院長コラム

月経の基礎知識を確認しましょう

思春期から更年期の女性にとりまして、月経は日常生活の一部であり、そのトラブルは生活の質に大きな影響を与えます。しかし、月経についての学ぶ機会は、あまりないのではないでしょうか。
今回は、「女性医学ガイドブック 思春期・性成熟期編 2016年度版」「ハッピーライフのために女性が知っておきたい30のこと」(毎日新聞出版)などを基に、月経に関する基礎知識を整理したいと思います。

 

 

月経とは

月経とは、「約一ヵ月の間隔で自発的に起こり、限られた日数で自然に止まる子宮内膜からの周期的出血」と定義されています。

 

 

月経の間隔

月経の間隔ですが、月経開始日から次回月経の前日までが25~38日の場合を正常としています。24日以内の場合は「頻発月経」、39日以上3ヵ月以内の場合は「希発月経」、3ヵ月以上月経がみられない場合は「続発性無月経」といいます。

 

 

月経の持続期間・経血量

正常の月経持続期間は3~7日(平均4.6日)であり、正常の経血量は20~140mlと定義されています。
2日以内の月経を「過短月経」、経血量が少量の場合を「過少月経」といい、女性ホルモン・甲状腺ホルモンなどの異常や子宮内膜の癒着などが原因になっていることがあります。
また、8日間以上持続する月経を「過長月経」、量が多い月経を「過多月経」といいますが、これらの場合、子宮内膜を圧迫する子宮筋腫が原因であったり、多量の経血により貧血をきたしていることがあります。

 

 

初経の時期

初めての月経である初経(初潮)は、10~14歳で見られる場合を正常と定義しており、わが国の平均初経年齢は12歳です。15歳以上で初経があれば「遅発月経」、18歳になっても初経が起こらないものを「原発性無月経」といい、診察の対象となります。

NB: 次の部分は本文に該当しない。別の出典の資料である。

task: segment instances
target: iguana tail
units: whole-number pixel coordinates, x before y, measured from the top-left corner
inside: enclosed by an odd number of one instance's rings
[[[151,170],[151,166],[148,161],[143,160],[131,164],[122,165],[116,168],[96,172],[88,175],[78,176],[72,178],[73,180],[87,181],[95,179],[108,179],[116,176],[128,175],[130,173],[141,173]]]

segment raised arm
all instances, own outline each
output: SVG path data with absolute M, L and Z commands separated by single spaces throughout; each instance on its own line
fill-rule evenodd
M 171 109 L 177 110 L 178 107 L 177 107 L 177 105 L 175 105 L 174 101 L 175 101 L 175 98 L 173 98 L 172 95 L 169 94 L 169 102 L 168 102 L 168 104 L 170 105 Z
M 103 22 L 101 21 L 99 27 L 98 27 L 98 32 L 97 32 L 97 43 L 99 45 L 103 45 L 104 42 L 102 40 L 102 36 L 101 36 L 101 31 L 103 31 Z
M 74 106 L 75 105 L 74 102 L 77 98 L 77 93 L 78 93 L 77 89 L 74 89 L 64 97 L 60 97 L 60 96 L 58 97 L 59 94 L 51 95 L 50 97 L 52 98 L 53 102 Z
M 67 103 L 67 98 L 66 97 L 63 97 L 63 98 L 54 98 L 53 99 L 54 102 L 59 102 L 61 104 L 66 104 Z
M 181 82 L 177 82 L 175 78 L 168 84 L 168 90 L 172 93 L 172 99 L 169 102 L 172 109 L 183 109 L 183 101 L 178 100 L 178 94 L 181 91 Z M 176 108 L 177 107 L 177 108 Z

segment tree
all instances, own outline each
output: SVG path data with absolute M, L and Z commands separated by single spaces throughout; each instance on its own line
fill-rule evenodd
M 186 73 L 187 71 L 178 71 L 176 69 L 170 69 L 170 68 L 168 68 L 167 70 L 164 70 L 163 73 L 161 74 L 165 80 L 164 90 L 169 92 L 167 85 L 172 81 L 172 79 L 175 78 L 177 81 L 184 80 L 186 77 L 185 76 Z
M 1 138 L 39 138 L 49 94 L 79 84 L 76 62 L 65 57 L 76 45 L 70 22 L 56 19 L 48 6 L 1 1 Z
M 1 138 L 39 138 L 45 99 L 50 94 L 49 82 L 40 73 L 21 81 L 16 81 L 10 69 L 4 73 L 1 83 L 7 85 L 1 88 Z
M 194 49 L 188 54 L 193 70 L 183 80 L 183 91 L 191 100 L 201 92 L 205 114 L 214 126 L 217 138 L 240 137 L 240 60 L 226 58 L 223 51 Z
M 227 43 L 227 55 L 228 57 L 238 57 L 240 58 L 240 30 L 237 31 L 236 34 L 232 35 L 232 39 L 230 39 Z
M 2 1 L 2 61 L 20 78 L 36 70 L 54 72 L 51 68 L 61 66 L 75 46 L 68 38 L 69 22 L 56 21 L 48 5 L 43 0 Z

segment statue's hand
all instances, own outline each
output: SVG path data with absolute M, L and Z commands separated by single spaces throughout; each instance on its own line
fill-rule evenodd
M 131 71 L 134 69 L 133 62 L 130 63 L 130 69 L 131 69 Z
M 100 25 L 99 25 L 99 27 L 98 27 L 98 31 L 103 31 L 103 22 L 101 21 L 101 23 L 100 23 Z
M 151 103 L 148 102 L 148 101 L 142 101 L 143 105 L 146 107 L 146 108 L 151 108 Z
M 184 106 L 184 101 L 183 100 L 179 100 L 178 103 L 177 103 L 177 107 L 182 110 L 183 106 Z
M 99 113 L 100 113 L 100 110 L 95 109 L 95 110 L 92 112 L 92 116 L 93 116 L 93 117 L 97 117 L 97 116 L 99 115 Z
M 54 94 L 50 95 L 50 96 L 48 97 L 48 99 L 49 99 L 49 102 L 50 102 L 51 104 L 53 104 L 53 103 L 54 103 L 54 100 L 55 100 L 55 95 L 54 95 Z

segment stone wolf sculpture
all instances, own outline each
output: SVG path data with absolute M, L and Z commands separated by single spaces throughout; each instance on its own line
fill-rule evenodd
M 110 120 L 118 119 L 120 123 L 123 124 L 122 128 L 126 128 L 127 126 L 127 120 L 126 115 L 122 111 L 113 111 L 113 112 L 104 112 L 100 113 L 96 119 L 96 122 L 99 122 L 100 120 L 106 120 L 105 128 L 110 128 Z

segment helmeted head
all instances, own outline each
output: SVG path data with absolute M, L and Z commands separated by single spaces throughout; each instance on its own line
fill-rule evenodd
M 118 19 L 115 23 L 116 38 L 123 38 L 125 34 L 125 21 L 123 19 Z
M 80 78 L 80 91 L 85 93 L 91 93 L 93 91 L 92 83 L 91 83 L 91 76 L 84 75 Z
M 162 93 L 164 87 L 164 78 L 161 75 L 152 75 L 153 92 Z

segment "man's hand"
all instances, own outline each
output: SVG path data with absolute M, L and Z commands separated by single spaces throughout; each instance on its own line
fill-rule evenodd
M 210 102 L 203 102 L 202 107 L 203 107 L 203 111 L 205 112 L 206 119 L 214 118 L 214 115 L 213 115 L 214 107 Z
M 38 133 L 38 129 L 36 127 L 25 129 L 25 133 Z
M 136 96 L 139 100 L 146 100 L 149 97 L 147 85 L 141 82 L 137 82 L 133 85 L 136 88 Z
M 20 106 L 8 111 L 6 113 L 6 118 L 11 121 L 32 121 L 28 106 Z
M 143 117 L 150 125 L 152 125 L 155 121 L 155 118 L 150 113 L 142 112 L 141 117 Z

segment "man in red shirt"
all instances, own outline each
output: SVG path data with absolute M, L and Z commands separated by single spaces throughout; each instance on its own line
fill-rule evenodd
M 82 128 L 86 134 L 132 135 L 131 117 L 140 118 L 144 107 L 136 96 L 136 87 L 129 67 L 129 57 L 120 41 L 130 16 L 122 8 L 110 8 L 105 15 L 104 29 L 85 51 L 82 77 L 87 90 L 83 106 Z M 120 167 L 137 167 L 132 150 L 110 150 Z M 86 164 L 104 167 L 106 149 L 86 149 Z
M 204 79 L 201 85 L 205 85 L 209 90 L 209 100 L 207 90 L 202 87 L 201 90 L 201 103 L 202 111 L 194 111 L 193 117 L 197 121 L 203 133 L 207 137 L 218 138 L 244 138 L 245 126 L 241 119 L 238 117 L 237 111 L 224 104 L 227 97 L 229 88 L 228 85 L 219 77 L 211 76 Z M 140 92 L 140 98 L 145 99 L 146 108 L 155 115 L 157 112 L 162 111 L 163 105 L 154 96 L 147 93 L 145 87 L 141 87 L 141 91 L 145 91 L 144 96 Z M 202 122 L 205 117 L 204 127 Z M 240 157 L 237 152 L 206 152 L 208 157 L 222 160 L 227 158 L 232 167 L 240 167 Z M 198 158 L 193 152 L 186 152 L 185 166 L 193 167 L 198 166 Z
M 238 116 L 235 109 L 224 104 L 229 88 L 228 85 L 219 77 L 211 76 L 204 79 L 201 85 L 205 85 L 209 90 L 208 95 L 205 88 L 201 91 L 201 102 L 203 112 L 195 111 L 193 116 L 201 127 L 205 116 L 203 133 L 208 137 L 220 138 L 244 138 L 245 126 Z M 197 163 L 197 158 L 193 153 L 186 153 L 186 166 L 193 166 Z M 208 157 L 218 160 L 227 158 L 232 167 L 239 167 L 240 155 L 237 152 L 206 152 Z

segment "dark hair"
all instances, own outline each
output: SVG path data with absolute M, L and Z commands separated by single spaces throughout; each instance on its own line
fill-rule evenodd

一方、10歳未満で初経がみられた場合は「早発月経」といい、早期の女性ホルモン分泌により骨の成長が止まり、低身長になってしまう可能性があるため、専門医による診察・治療が必要です。

 

 

月経周期に伴う卵巣の変化

① 卵胞期

月経が始まると、脳の下垂体から卵胞刺激ホルモン(FSH)が分泌され、卵巣にある卵胞(卵子が入っている袋)は発育し、卵胞からエストロゲン(卵胞ホルモン)という女性ホルモンが分泌されます。

 

② 排卵期

卵胞が十分に発育すると、下垂体から黄体化ホルモン(LH)が分泌され、その影響で卵胞が破裂し、中に入っていた卵子が飛び出します(排卵)。

 

③ 黄体期

排卵後の卵胞は黄体という組織に変化し、エストロゲンとプロゲステロン(黄体ホルモン)を分泌します。この周期で妊娠しなければ、黄体は約14日間で役目を終え、エストロゲン・プロゲステロンともに減少することになります。

 

 

月経周期に伴う子宮内膜の変化

① 増殖期

月経により内膜は剥がれ落ちますが、卵胞期に分泌されるエストロゲンの作用により、内膜は徐々に厚みを増していきます。

 

② 分泌期

排卵後、黄体から分泌されるエストロゲンとプロゲステロンの作用により、内膜は受精卵が着床しやすい環境に変化します。

 

③ 月経期

妊娠に至らずエストロゲン・プロゲステロンともに減少すると、子宮内膜を維持することができなくなり、内膜は子宮から剥がれ、血液とともに子宮外に排出されます。これが月経です。

 

 

ご自身のホルモン環境を把握したい方は、毎日基礎体温を計測しましょう。
月経や排卵のトラブルで婦人科を受診される方は、少なくとも1~2ヶ月計測した基礎体温表をご持参されることをお勧めします。